MARKET TRENDS AND DEVELOPMENTS
IN PACKAGING, EMAP, BRUSSELS 2001
Françoise Pardos, Pardos Marketing, February 2006
Packaging waste issue
The worry about the accumulation of solid waste was at its highest
point in 1990-1994 and it has considerably quieted since. The very
severe German requirements of the DSD could not be kept, and the
European legislation ended up less stringent. However the waste
concern has created a basic trend, with long-term effects. The durable
line of concern now involves the "4Rs", reduce, re-use,
recycle, recover. Probably the first reduce, and the last, recover,
are the actions with the most effective long-term impact.

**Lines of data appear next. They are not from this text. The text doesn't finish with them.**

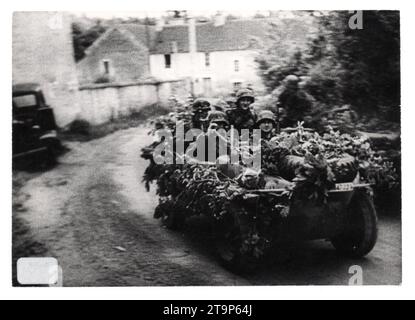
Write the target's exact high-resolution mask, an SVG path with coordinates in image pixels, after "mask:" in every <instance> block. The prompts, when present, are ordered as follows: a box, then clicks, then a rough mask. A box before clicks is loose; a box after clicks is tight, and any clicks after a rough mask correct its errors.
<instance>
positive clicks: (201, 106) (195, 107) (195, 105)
mask: <svg viewBox="0 0 415 320" xmlns="http://www.w3.org/2000/svg"><path fill="white" fill-rule="evenodd" d="M192 107H193V110H210V102H209V101H207V100H206V99H201V98H199V99H196V100H195V102H194V103H193V106H192Z"/></svg>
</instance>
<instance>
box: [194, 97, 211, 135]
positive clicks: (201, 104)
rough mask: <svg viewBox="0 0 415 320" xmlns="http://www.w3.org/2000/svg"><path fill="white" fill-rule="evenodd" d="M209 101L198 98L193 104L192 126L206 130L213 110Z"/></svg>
mask: <svg viewBox="0 0 415 320" xmlns="http://www.w3.org/2000/svg"><path fill="white" fill-rule="evenodd" d="M211 110H212V109H211V107H210V103H209V101H207V100H205V99H196V100H195V102H194V103H193V106H192V111H193V116H192V126H193V128H194V129H201V130H203V131H206V129H207V124H208V115H209V112H210V111H211Z"/></svg>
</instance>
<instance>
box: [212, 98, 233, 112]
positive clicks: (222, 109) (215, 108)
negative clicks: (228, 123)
mask: <svg viewBox="0 0 415 320" xmlns="http://www.w3.org/2000/svg"><path fill="white" fill-rule="evenodd" d="M212 106H213V108H214V109H215V110H216V111H226V110H227V109H229V108H230V106H229V104H227V103H226V102H225V101H224V100H222V99H219V100H217V101H216V102H215V103H213V105H212Z"/></svg>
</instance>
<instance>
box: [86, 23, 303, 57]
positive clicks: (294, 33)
mask: <svg viewBox="0 0 415 320" xmlns="http://www.w3.org/2000/svg"><path fill="white" fill-rule="evenodd" d="M270 23H273V24H276V25H278V26H280V30H281V33H284V37H285V39H287V40H288V39H290V40H295V39H297V38H304V37H305V36H306V34H307V33H308V32H309V30H308V28H309V26H308V25H307V24H306V23H303V22H302V21H298V20H293V19H288V20H284V19H278V20H276V19H272V18H264V19H241V20H229V21H226V23H225V24H223V25H220V26H215V24H214V23H213V22H207V23H197V24H196V45H197V51H199V52H213V51H232V50H245V49H248V48H251V47H255V40H261V39H265V38H266V37H267V34H268V31H269V27H270ZM114 29H117V30H119V31H120V32H121V33H122V34H123V35H124V36H125V37H127V38H129V39H130V40H131V41H132V42H133V43H135V44H136V45H137V46H143V45H144V46H146V47H150V52H151V53H153V54H168V53H172V52H178V53H186V52H189V27H188V25H166V26H164V28H163V29H162V30H161V31H156V28H155V27H154V26H147V27H146V26H144V25H139V24H119V25H116V26H115V27H113V28H111V29H110V30H108V31H107V32H106V33H105V34H104V35H102V36H101V37H100V38H99V39H98V40H97V41H95V42H94V44H93V45H92V46H91V47H90V48H88V50H87V52H88V51H92V50H94V49H95V48H96V47H98V46H99V45H100V42H101V41H103V40H104V39H105V38H106V37H107V36H108V35H109V33H111V32H112V31H113V30H114Z"/></svg>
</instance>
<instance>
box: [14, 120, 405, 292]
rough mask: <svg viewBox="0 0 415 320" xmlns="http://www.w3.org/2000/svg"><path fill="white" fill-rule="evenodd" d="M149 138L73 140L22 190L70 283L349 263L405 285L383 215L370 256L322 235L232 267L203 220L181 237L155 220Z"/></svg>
mask: <svg viewBox="0 0 415 320" xmlns="http://www.w3.org/2000/svg"><path fill="white" fill-rule="evenodd" d="M149 140H150V138H149V137H148V135H147V130H146V129H145V128H133V129H128V130H123V131H119V132H116V133H114V134H112V135H110V136H107V137H105V138H102V139H98V140H94V141H90V142H84V143H70V144H69V145H68V147H69V148H70V149H71V151H70V152H68V153H67V154H65V155H64V156H63V157H61V159H60V164H59V165H58V166H57V167H56V168H54V169H52V170H50V171H48V172H45V173H43V174H39V175H36V176H35V177H33V178H32V179H30V180H29V181H28V182H27V183H26V184H25V186H24V187H23V188H22V189H21V190H20V191H19V194H18V195H16V197H18V198H19V199H20V201H21V205H20V209H19V210H13V214H14V215H15V217H16V218H18V219H19V221H20V220H21V221H23V222H24V223H25V224H27V226H28V228H29V229H30V234H31V235H32V237H33V238H34V240H35V241H36V243H38V244H40V245H41V246H42V247H43V248H44V252H42V253H41V255H43V256H44V255H47V256H52V257H55V258H57V259H58V261H59V264H60V265H61V267H62V268H63V278H64V279H63V283H64V286H169V285H184V286H186V285H287V284H340V285H347V284H348V282H349V279H350V277H351V274H349V268H350V266H352V265H359V266H361V267H362V269H363V279H364V284H399V283H400V282H401V250H400V247H401V228H400V221H399V220H398V219H393V218H388V219H382V220H381V221H380V235H379V242H378V245H377V247H376V248H375V250H374V251H373V252H372V253H371V254H370V255H369V256H368V257H367V258H366V259H362V260H358V261H355V260H348V259H345V258H342V257H339V256H337V255H336V252H335V251H334V250H333V249H332V247H331V245H330V244H329V243H326V242H324V241H315V242H311V243H307V244H303V245H296V246H293V247H291V248H283V249H281V252H278V253H276V256H277V257H278V259H275V262H274V263H272V264H271V266H267V268H264V270H258V272H257V273H256V274H255V275H251V276H249V277H241V276H237V275H235V274H232V273H230V272H228V271H227V270H225V269H223V268H222V267H221V266H220V265H219V264H218V261H217V260H216V259H215V256H214V253H213V249H212V247H211V245H210V242H211V241H210V240H209V236H208V235H207V232H206V230H205V229H204V228H203V224H202V223H199V224H198V222H197V221H196V222H194V223H195V226H194V227H195V228H197V232H191V230H188V231H189V232H184V233H183V234H182V233H177V232H172V231H169V230H166V229H164V228H162V227H161V226H160V224H159V222H158V221H157V220H154V219H153V211H154V208H155V206H156V204H157V197H156V195H155V193H154V190H152V191H151V192H149V193H148V192H146V190H145V188H144V186H143V184H142V183H141V182H140V181H141V176H142V173H143V170H144V168H145V167H146V162H145V161H144V160H142V159H141V158H140V157H139V150H140V148H141V147H142V146H144V145H146V144H148V142H149ZM22 237H24V235H22ZM38 255H39V254H38Z"/></svg>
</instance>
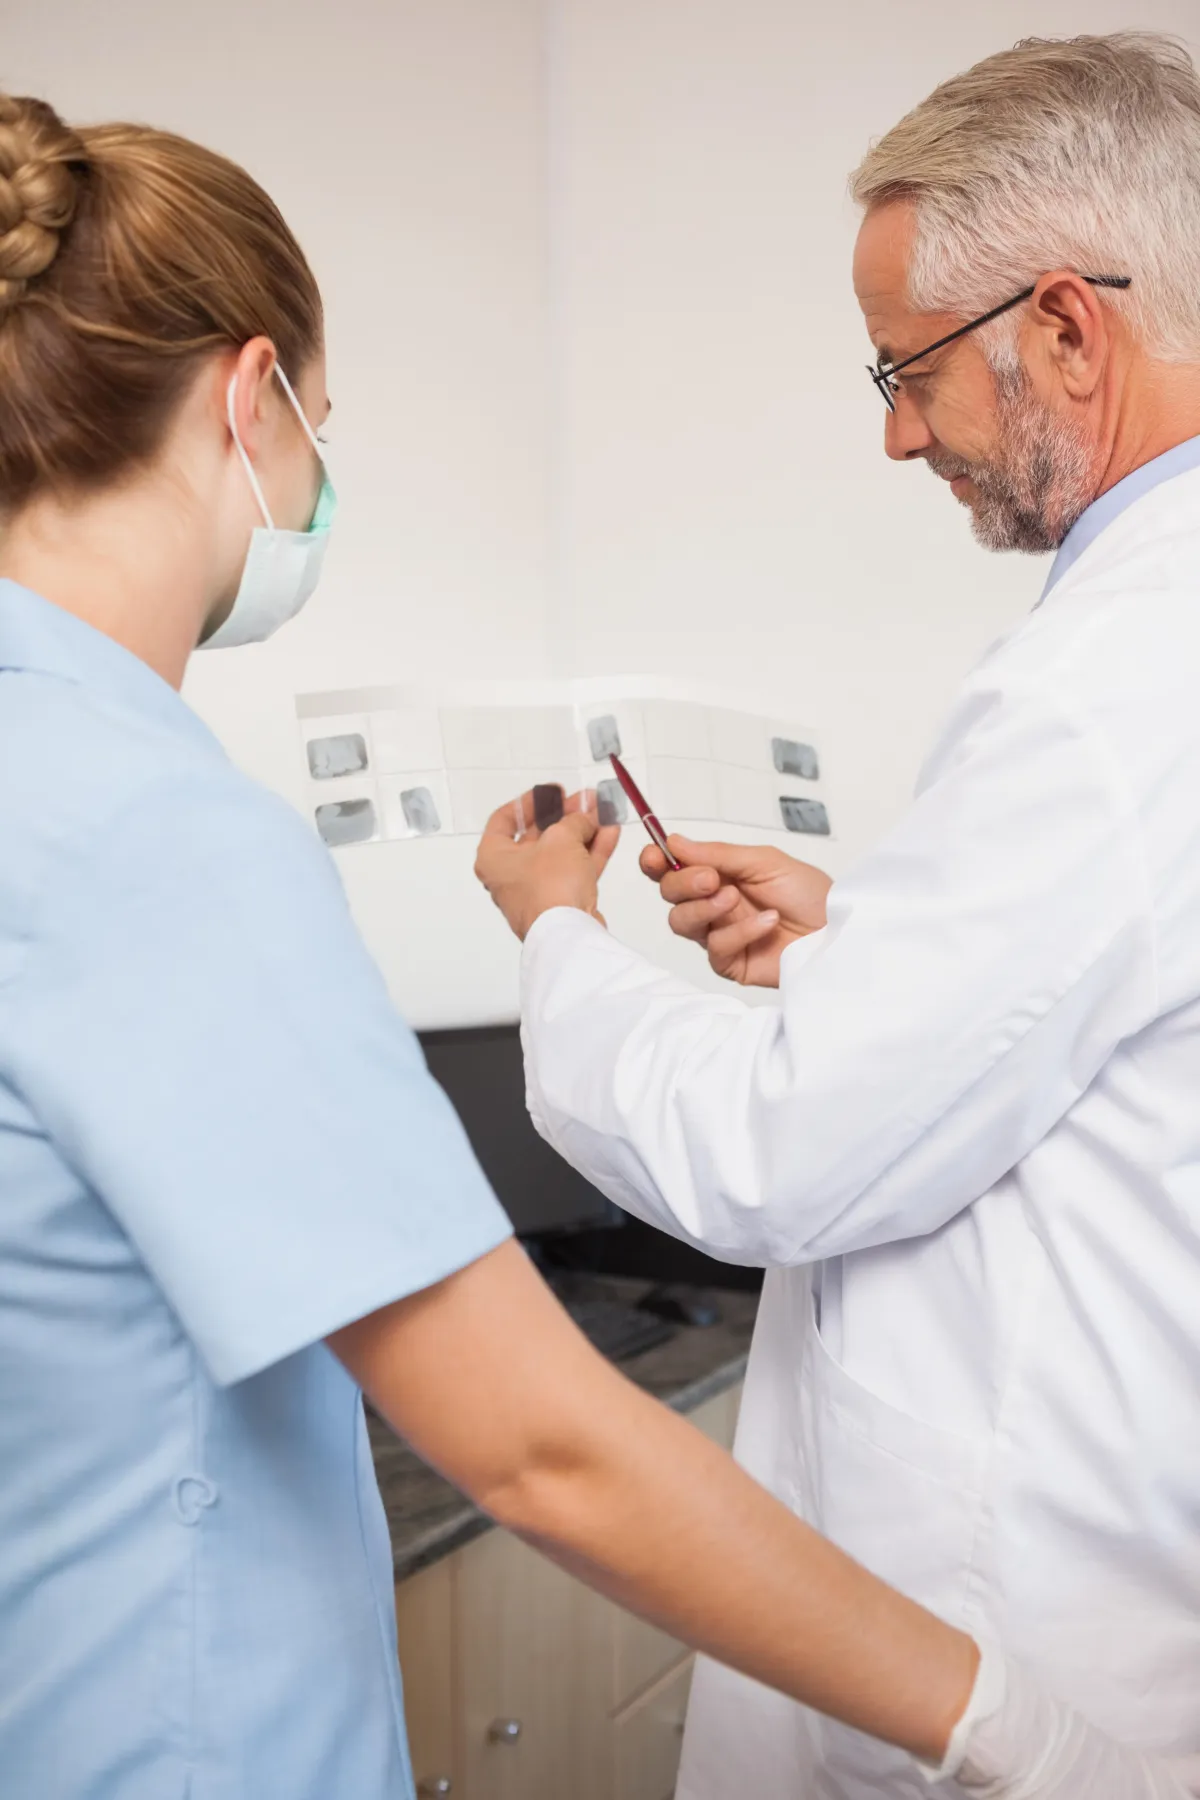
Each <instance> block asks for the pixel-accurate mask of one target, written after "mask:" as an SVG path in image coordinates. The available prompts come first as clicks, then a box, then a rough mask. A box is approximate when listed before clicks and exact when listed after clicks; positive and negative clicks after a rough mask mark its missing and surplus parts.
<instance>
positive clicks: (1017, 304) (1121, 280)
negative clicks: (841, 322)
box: [867, 275, 1133, 385]
mask: <svg viewBox="0 0 1200 1800" xmlns="http://www.w3.org/2000/svg"><path fill="white" fill-rule="evenodd" d="M1083 279H1085V281H1087V283H1090V284H1092V286H1094V288H1128V286H1132V283H1133V277H1132V275H1085V277H1083ZM1036 292H1038V284H1036V281H1034V284H1033V288H1022V290H1020V293H1015V295H1013V299H1011V301H1002V302H1000V304H999V306H993V308H991V311H990V313H981V315H979V319H972V320H970V324H964V326H959V329H957V331H948V333H946V337H945V338H937V342H936V344H927V346H925V349H919V351H918V353H916V356H905V360H903V362H889V364H883V367H874V369H871V364H867V367H869V369H871V374H873V376H874V378H876V385H878V382H880V380H883V382H885V380H889V376H892V374H900V371H901V369H910V367H912V364H914V362H921V360H923V358H925V356H932V355H934V351H936V349H945V347H946V344H955V342H957V340H959V338H961V337H966V333H968V331H977V329H979V326H990V324H991V320H993V319H999V317H1000V315H1002V313H1007V311H1011V310H1013V306H1020V302H1022V301H1031V299H1033V295H1034V293H1036Z"/></svg>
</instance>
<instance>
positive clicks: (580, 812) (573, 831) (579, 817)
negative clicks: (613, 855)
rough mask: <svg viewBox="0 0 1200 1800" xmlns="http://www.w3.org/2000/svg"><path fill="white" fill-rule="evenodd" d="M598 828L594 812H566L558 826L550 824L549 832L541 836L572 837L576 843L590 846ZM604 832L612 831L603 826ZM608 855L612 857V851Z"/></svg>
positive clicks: (597, 821) (597, 830)
mask: <svg viewBox="0 0 1200 1800" xmlns="http://www.w3.org/2000/svg"><path fill="white" fill-rule="evenodd" d="M599 828H601V826H599V821H597V817H596V814H594V812H567V814H563V817H561V819H560V821H558V824H552V826H551V828H549V832H543V833H542V835H543V837H574V839H576V842H579V844H590V842H592V839H594V837H596V833H597V832H599ZM604 830H612V826H604ZM610 855H612V851H610Z"/></svg>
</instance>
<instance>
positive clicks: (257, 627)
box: [201, 364, 336, 650]
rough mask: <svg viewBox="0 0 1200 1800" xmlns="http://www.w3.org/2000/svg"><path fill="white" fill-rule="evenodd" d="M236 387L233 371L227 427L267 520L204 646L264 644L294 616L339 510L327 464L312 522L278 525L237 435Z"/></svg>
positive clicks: (293, 616) (287, 380)
mask: <svg viewBox="0 0 1200 1800" xmlns="http://www.w3.org/2000/svg"><path fill="white" fill-rule="evenodd" d="M275 374H277V376H279V380H281V383H282V391H284V394H286V396H288V400H290V401H291V407H293V410H295V416H297V419H299V421H300V428H302V430H304V436H306V437H308V441H309V443H311V446H313V450H315V452H317V455H318V457H320V463H322V468H324V464H326V454H324V450H322V446H320V443H318V441H317V434H315V432H313V427H311V425H309V423H308V419H306V418H304V407H302V405H300V401H299V400H297V398H295V392H293V391H291V382H290V380H288V376H286V374H284V373H282V369H281V367H279V364H275ZM236 391H237V376H236V374H234V378H232V382H230V383H228V392H227V396H225V405H227V410H228V428H230V432H232V434H234V443H236V445H237V455H239V457H241V466H243V468H245V472H246V479H248V482H250V486H252V490H254V499H255V500H257V502H259V511H261V515H263V518H264V524H263V526H255V527H254V533H252V536H250V549H248V551H246V562H245V567H243V571H241V581H239V585H237V598H236V599H234V607H232V612H230V614H228V617H227V619H225V623H223V625H219V626H218V628H216V632H214V634H212V637H205V641H203V644H201V650H228V648H232V646H234V644H261V643H263V639H264V637H270V635H272V632H277V630H279V626H281V625H286V623H288V619H295V616H297V612H299V610H300V607H302V605H304V601H306V599H308V598H309V594H311V592H313V589H315V587H317V581H318V580H320V565H322V563H324V560H326V545H327V544H329V526H331V524H333V515H335V511H336V495H335V491H333V482H331V481H329V472H327V470H326V479H324V481H322V484H320V493H318V495H317V508H315V511H313V522H311V524H309V527H308V531H281V529H279V527H277V526H275V520H273V518H272V511H270V506H268V504H266V495H264V493H263V484H261V482H259V477H257V475H255V473H254V463H252V461H250V457H248V455H246V448H245V445H243V441H241V437H239V436H237V421H236V418H234V394H236Z"/></svg>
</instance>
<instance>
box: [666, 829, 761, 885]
mask: <svg viewBox="0 0 1200 1800" xmlns="http://www.w3.org/2000/svg"><path fill="white" fill-rule="evenodd" d="M667 844H669V846H671V855H673V857H675V860H676V862H682V864H684V868H685V869H687V868H703V869H716V873H718V875H725V877H727V878H729V880H732V882H739V880H747V878H748V877H752V875H761V873H763V868H765V864H766V860H768V859H770V857H772V850H770V846H768V844H694V842H693V841H691V837H680V835H678V833H671V837H669V839H667Z"/></svg>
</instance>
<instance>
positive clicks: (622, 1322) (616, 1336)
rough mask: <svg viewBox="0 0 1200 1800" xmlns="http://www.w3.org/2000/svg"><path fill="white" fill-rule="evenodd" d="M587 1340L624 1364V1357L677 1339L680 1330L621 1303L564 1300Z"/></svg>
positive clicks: (598, 1347) (634, 1307)
mask: <svg viewBox="0 0 1200 1800" xmlns="http://www.w3.org/2000/svg"><path fill="white" fill-rule="evenodd" d="M560 1298H561V1300H563V1305H565V1309H567V1312H569V1314H570V1316H572V1319H574V1321H576V1325H578V1327H579V1330H581V1332H583V1336H585V1337H587V1339H588V1341H590V1343H592V1345H594V1348H596V1350H599V1354H601V1355H606V1357H612V1361H613V1363H621V1361H622V1357H628V1355H640V1354H642V1350H653V1346H655V1345H664V1343H667V1341H669V1339H671V1337H675V1332H676V1327H675V1325H671V1323H669V1321H667V1319H657V1318H655V1316H653V1312H639V1310H637V1307H626V1305H624V1301H621V1300H579V1298H576V1296H560Z"/></svg>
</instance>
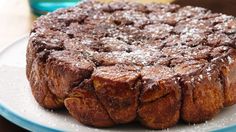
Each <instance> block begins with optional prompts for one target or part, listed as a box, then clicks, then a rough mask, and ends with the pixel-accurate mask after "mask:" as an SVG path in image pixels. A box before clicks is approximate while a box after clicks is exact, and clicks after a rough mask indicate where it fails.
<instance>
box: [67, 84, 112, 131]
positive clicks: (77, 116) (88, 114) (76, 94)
mask: <svg viewBox="0 0 236 132" xmlns="http://www.w3.org/2000/svg"><path fill="white" fill-rule="evenodd" d="M64 103H65V106H66V108H67V109H68V111H69V112H70V114H71V115H72V116H73V117H75V118H76V119H77V120H78V121H80V122H81V123H83V124H86V125H91V126H96V127H109V126H112V125H114V123H113V121H112V120H111V118H110V117H109V115H108V113H107V111H106V110H105V109H104V107H103V105H102V104H101V103H100V101H99V100H98V98H97V95H96V94H95V90H94V88H93V83H92V81H91V80H85V81H83V82H82V83H81V85H80V86H78V87H76V88H74V90H73V91H72V92H71V93H70V94H69V96H68V98H66V99H65V101H64Z"/></svg>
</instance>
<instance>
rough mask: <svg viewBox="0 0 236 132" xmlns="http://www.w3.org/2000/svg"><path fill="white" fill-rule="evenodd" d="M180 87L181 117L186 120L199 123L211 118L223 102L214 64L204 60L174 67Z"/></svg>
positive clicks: (196, 61)
mask: <svg viewBox="0 0 236 132" xmlns="http://www.w3.org/2000/svg"><path fill="white" fill-rule="evenodd" d="M175 72H177V73H178V74H180V75H181V76H182V77H181V80H180V81H181V87H182V106H181V117H182V119H183V120H185V121H186V122H190V123H200V122H203V121H206V120H209V119H212V118H213V116H215V114H217V113H218V112H219V111H220V110H221V109H222V108H223V106H224V105H223V104H224V91H223V85H222V84H221V79H220V72H219V70H218V69H217V66H216V65H207V64H206V65H204V62H198V61H196V62H191V63H183V64H180V65H178V66H176V68H175Z"/></svg>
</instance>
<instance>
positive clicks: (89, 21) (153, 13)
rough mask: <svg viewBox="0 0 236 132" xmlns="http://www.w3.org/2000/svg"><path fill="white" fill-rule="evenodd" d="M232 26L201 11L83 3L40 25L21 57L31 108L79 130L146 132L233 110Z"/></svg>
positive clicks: (156, 6) (233, 85) (199, 10)
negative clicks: (96, 127) (97, 130)
mask: <svg viewBox="0 0 236 132" xmlns="http://www.w3.org/2000/svg"><path fill="white" fill-rule="evenodd" d="M235 48H236V19H235V17H233V16H227V15H224V14H220V13H212V12H211V11H209V10H206V9H204V8H200V7H191V6H186V7H180V6H179V5H174V4H157V3H150V4H139V3H129V2H111V3H101V2H95V1H87V2H83V3H80V4H78V5H77V6H75V7H71V8H68V9H60V10H57V11H55V12H53V13H49V14H47V15H45V16H42V17H40V18H38V19H37V20H36V21H35V22H34V25H33V28H32V30H31V33H30V39H29V43H28V47H27V78H28V80H29V83H30V86H31V88H32V93H33V95H34V97H35V99H36V100H37V102H38V103H39V104H40V105H41V106H43V107H45V108H48V109H58V108H61V107H63V106H65V107H66V108H67V109H68V111H69V113H70V114H71V115H72V116H73V117H75V118H76V119H77V120H78V121H79V122H81V123H83V124H86V125H90V126H95V127H109V126H113V125H116V124H124V123H129V122H132V121H134V120H138V121H140V122H141V123H142V124H143V125H145V126H147V127H148V128H152V129H163V128H168V127H171V126H173V125H175V124H176V123H177V122H178V121H179V120H180V119H182V120H184V121H185V122H188V123H200V122H204V121H206V120H209V119H212V118H213V117H214V116H215V115H216V114H217V113H219V112H220V111H221V110H222V108H223V107H226V106H230V105H233V104H235V103H236V61H235V60H236V49H235Z"/></svg>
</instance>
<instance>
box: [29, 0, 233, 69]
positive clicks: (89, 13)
mask: <svg viewBox="0 0 236 132" xmlns="http://www.w3.org/2000/svg"><path fill="white" fill-rule="evenodd" d="M30 41H32V42H33V43H34V46H35V47H36V48H37V49H38V50H39V51H45V50H50V52H53V51H54V50H60V51H62V53H60V55H61V56H66V55H68V51H73V53H77V52H78V56H81V54H82V55H83V56H84V58H86V59H87V60H89V61H92V62H93V63H94V64H95V65H96V66H97V67H99V66H110V65H116V64H126V65H135V66H140V67H145V66H155V65H161V66H164V67H167V68H170V69H171V71H172V70H173V71H175V72H177V73H180V74H183V73H186V72H191V71H193V70H194V68H198V67H203V66H202V65H207V64H209V63H213V61H215V60H216V59H220V58H221V57H222V56H223V55H225V56H227V55H229V54H231V53H232V52H234V50H235V47H236V45H235V44H236V19H235V17H233V16H227V15H224V14H220V13H212V12H211V11H209V10H206V9H204V8H200V7H191V6H186V7H180V6H179V5H175V4H158V3H149V4H139V3H129V2H111V3H101V2H96V1H87V2H82V3H80V4H78V5H77V6H75V7H71V8H68V9H60V10H57V11H55V12H53V13H49V14H47V15H45V16H42V17H40V18H38V20H37V21H36V22H35V23H34V25H33V28H32V31H31V35H30ZM63 51H64V52H65V54H63ZM64 58H67V57H64ZM79 58H80V57H78V58H76V57H74V59H75V60H76V59H79ZM224 61H225V62H227V63H229V62H230V61H232V59H231V58H230V57H228V59H226V60H225V59H224ZM183 63H184V64H183ZM198 63H199V65H200V66H199V65H198Z"/></svg>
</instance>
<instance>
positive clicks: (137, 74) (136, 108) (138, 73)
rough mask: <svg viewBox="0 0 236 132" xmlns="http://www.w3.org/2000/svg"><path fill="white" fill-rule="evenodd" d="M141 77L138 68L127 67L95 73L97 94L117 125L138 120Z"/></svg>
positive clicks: (106, 67) (110, 66)
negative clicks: (137, 115)
mask: <svg viewBox="0 0 236 132" xmlns="http://www.w3.org/2000/svg"><path fill="white" fill-rule="evenodd" d="M139 76H140V74H139V73H138V72H137V69H136V67H132V66H125V65H115V66H108V67H98V68H97V69H96V70H95V71H94V73H93V75H92V80H93V85H94V88H95V91H96V94H97V96H98V98H99V100H100V101H101V103H102V104H103V105H104V107H105V108H106V110H107V112H108V113H109V115H110V117H111V118H112V120H113V121H114V122H115V123H128V122H131V121H133V120H134V119H135V118H136V111H137V108H138V96H139V89H140V82H139V80H138V78H139Z"/></svg>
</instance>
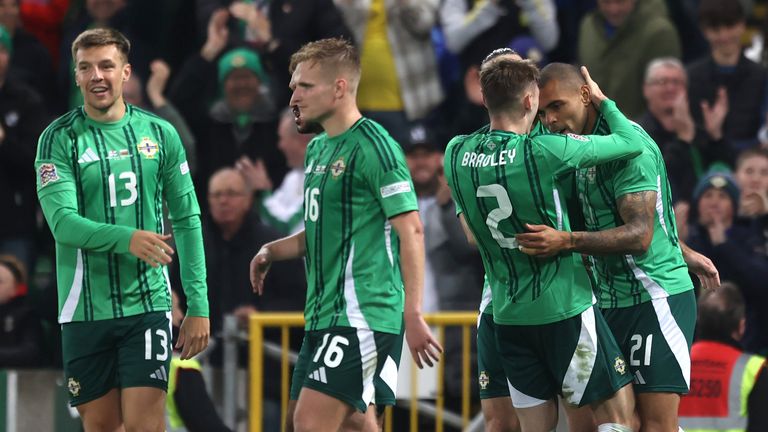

Reduction is part of a general trend of simplification,
lighter weight, overall economy through clever concept and design.
There is still room for much improvement. Yet the much denounced
over-packaging is a subjective matter. It may depend whether the
package is for more or less immediate consumption or to be festive,
or for a gift. Packaging fast food to be eaten on the spot may seem
irresponsible, while it might be argued that packaging is necessary,
to carry-out, for better protection.
Re-use of packaging is probably a dead-end, to
stay marginal. The attempts to re-use returnable bottles of PC or
thicker PET, over many trips, for various drinks and milk, may not
be more than efforts to put the clock backwards. Third life of packaging
is only a marginal, but strong marketing phenomenon, packages designed
to be re-used at home, mustard glasses, cigarillos flat cans, frozen
meat reclosable plastic boxes, etc. Or the fresh cheese of Yoplait
in cubes that can be used as toys later. Or the Belgian Mio ice
cream, 120 ml portion, put into a china pot that can be later used
as a candle holder. However the re-use of plastic crates for fresh
produce and other foods is a very strong trend.
Recycling has had some amount of success, when
the packages and the materials are grouped in large quantities on
one spot and can be sorted out easily. This occurs with shrinkwrap
on large distribution stores, or bottles when they are pre-sorted
by the consumers. In general, when prices of virgin polymers are
low, not any recycling scheme can be effective.
Recovery, whether chemical, or thermal, in "a
great final fire", energy recovery to gain from the calorific
value of plastics might probably end up as the best answer, after
all the thinking through that went on for the last seven years,
on how to cope with plastics packaging waste.
The quantity of plastics waste in Europe as a whole in 1999 reportedly
was, estimated from APME, about 18 million tons, with 5 million
tons undergoing recycling, of which mechanical recycling, 9 %, chemical
recycling, 2 %, incineration for energy recovery, 19 %. Altogether,
just about 2 million tons, or 11 % of the plastics waste, was channeled
into feedstock or mechanical recycling in Europe.
For total packaging, all materials in Western Europe, from estimates
given by the main countries, in line with the requirements of the
EU Packaging and Packaging Waste Directive, out of a total of 63
million tons of packaging, all materials, 23 million tons have been
recovered, as reported by Packaging Today International, March 2000.